The BC Ministry of Environment rejected the plan, which had been through several revisions, according to a news release from the Burnaby, British Columbia-based StewardChoice.

Mark Zacharias, assistant deputy minister for the Ministry’s Environmental Protection Division, made four points in rejecting the alternative recycling proposal. He said in a letter that StewardChoice didn’t provided sufficient information on the potential resulting service reductions to the existing program by drawing producer funding away.  

The plan also does not adequately ensure that producers will pay the full cost of collecting and managing 75 percent of their produced packaging and printed paper volumes, as required.

That could leave consumers/taxpayers to fund the remaining costs, and could reduce reasonable and free consumer access to collection facilities.

And lastly, Zacharias said the StewardChoice plan appears rely on recycling companies or building owners with little coordination to raise the consumer awareness that is required by the provincial law.

“I have concluded that there would be significant implications for existing packaging and printed paper collection services in British Columbia and for the Ministry of Environment’s role in overseeing these services if the plan, in its current form, were to be approved and implemented,” Zacharias said.

“Needless to say, StewardChoice is extremely disappointed with the ministry’s decision,” said Neil Hastie, development director for StewardChoice. “We do not agree with the ministry’s objections, which seem to be insufficient on their own to be the basis for the rejection of our plan in any event. We were determined to provide producers with choice and expand access for residents who are not receiving a producer-funded PPP service, thereby offering benefits for both producer and residents.”

StewardChoice said it will appeal the decision. It said the ruling came after two years of discussions and 18 months of plan revisions with ministry officials.

The company said the BC Recycling Regulation allows for more than one approved plan within a product category. The ministry said it would undertake the work required to make policy changes before a second producer responsibility option was approved.

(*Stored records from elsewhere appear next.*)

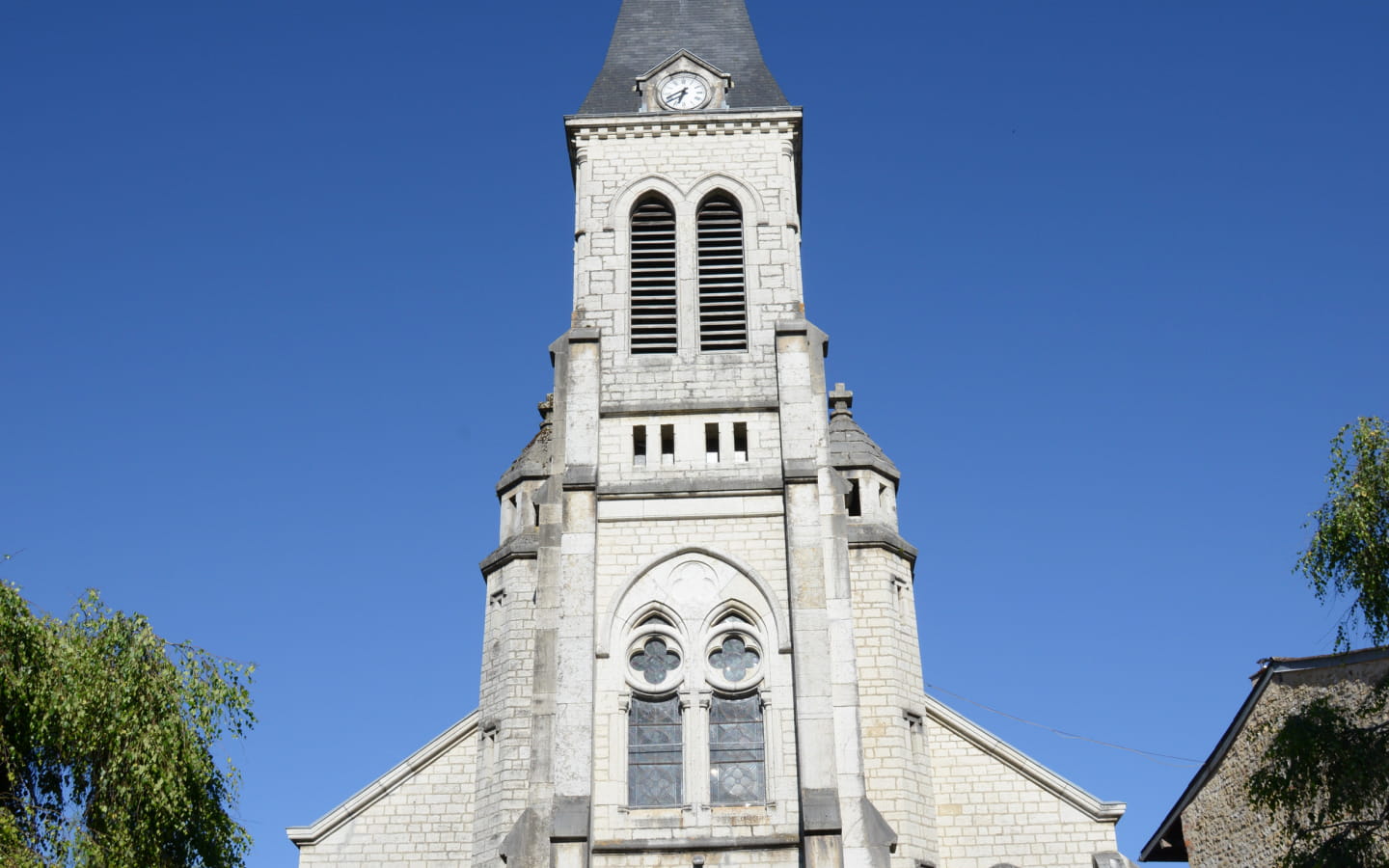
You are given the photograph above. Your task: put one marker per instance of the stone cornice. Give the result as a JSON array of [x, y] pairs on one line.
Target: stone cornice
[[584, 128], [523, 546]]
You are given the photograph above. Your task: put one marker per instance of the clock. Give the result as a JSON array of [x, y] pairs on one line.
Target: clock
[[684, 92]]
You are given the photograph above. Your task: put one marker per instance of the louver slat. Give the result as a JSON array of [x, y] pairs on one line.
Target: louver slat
[[722, 295], [653, 278]]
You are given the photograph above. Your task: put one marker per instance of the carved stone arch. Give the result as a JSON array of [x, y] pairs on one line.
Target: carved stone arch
[[656, 610], [619, 207], [609, 619], [747, 198], [732, 608]]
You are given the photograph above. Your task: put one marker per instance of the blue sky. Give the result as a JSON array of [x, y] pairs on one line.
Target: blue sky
[[278, 283]]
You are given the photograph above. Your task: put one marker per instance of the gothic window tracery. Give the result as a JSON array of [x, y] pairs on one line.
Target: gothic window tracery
[[720, 694], [653, 305], [722, 293]]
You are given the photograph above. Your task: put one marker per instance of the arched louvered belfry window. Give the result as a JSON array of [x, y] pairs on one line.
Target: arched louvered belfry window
[[722, 293], [653, 277]]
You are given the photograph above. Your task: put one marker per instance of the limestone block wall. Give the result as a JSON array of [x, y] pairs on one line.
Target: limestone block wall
[[691, 461], [763, 857], [615, 164], [420, 814], [504, 694], [990, 811], [1221, 829], [896, 756], [685, 558]]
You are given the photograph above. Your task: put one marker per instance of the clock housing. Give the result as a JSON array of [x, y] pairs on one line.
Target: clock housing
[[684, 82]]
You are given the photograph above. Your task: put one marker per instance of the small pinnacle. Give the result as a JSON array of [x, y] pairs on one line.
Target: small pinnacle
[[840, 401]]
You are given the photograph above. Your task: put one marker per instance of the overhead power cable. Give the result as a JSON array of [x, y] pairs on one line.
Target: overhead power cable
[[1148, 754]]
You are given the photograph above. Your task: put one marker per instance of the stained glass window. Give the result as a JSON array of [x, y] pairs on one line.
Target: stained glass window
[[654, 754], [736, 747]]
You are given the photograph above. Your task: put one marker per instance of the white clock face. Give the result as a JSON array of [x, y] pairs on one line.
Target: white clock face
[[684, 92]]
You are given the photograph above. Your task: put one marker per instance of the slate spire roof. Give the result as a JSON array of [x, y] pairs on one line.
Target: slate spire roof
[[650, 31]]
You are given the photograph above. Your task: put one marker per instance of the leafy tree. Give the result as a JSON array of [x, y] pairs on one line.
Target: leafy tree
[[1348, 553], [1325, 771], [106, 744]]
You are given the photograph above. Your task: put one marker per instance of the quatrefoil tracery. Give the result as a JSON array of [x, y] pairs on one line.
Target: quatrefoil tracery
[[734, 659], [654, 660]]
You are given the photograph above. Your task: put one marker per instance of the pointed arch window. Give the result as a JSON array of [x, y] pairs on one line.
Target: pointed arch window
[[653, 312], [722, 293]]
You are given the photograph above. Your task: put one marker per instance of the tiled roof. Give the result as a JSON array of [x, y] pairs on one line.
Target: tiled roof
[[650, 31]]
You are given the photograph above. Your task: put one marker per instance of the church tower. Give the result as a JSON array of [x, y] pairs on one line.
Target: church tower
[[700, 640]]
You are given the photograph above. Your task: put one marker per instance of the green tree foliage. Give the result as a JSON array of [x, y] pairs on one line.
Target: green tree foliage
[[106, 744], [1325, 773], [1348, 553], [1325, 778]]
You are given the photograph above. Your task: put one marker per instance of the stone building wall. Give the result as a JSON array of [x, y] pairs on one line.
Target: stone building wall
[[1222, 830], [615, 166], [420, 814], [991, 811]]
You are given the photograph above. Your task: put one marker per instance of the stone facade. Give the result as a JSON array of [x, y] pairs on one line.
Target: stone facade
[[700, 639], [1212, 824]]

StewardChoice is a subsidiary of Reclay StewardEdge, an international stewardship organization.

In May 2011, British Columbia updated its Recycling Regulation to include packaging and printed paper. The regulation shifts the responsibility for managing the residential recycling of packaging and printed paper from regional and municipal governments and their taxpayers to business. British Columbia began rolling out its producer responsibility program in May 2014.

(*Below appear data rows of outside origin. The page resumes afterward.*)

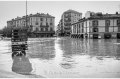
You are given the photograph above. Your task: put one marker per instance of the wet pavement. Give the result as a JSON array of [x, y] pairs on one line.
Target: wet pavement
[[64, 58]]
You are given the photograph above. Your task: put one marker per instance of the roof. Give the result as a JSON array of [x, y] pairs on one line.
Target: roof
[[73, 11], [33, 15], [41, 15], [105, 16]]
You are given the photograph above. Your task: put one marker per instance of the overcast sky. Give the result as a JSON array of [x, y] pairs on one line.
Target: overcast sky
[[12, 9]]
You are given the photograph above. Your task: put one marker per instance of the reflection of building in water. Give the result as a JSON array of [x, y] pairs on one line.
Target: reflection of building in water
[[21, 65], [70, 49], [43, 49], [102, 48]]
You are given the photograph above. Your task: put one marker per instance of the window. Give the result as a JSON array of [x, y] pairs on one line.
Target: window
[[41, 19], [107, 22], [41, 24], [50, 23], [118, 22], [95, 23], [36, 23], [95, 29], [41, 29], [46, 24], [46, 29]]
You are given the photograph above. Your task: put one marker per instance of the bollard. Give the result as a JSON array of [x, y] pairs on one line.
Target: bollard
[[19, 42]]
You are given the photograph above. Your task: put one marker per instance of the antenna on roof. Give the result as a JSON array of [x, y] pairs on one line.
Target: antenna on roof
[[26, 13]]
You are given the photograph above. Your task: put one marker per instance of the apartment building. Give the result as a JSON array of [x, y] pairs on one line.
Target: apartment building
[[69, 17], [40, 25], [97, 26]]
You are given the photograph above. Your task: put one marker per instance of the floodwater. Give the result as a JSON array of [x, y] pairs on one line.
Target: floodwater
[[64, 57]]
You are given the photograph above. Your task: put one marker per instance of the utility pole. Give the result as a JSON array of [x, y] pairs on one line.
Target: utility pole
[[26, 14]]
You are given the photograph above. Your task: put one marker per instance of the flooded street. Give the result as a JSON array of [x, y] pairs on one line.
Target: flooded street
[[65, 58]]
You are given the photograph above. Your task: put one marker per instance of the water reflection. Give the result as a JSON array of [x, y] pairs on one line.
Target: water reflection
[[42, 49], [21, 65]]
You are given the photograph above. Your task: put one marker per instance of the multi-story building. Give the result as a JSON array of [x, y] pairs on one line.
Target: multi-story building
[[42, 25], [69, 17], [97, 26]]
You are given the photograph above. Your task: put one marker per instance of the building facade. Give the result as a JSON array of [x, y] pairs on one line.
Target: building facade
[[39, 25], [68, 17], [97, 26]]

The province has set a recycling goal of 75 percent. MMBC represents more than 900 member businesses.

In September of last year a study by the Container Recycling Institute (CRI) said the British Columbia beverage container and recycling system, which was the first in the world in 1970, maintains a strong overall recovery rate of 84.2 percent. But the Culver City, Calif.-based CRI expressed concerns in the report about high container recycling fees, a lack of transparency in financial reporting and a bloated reserve fund.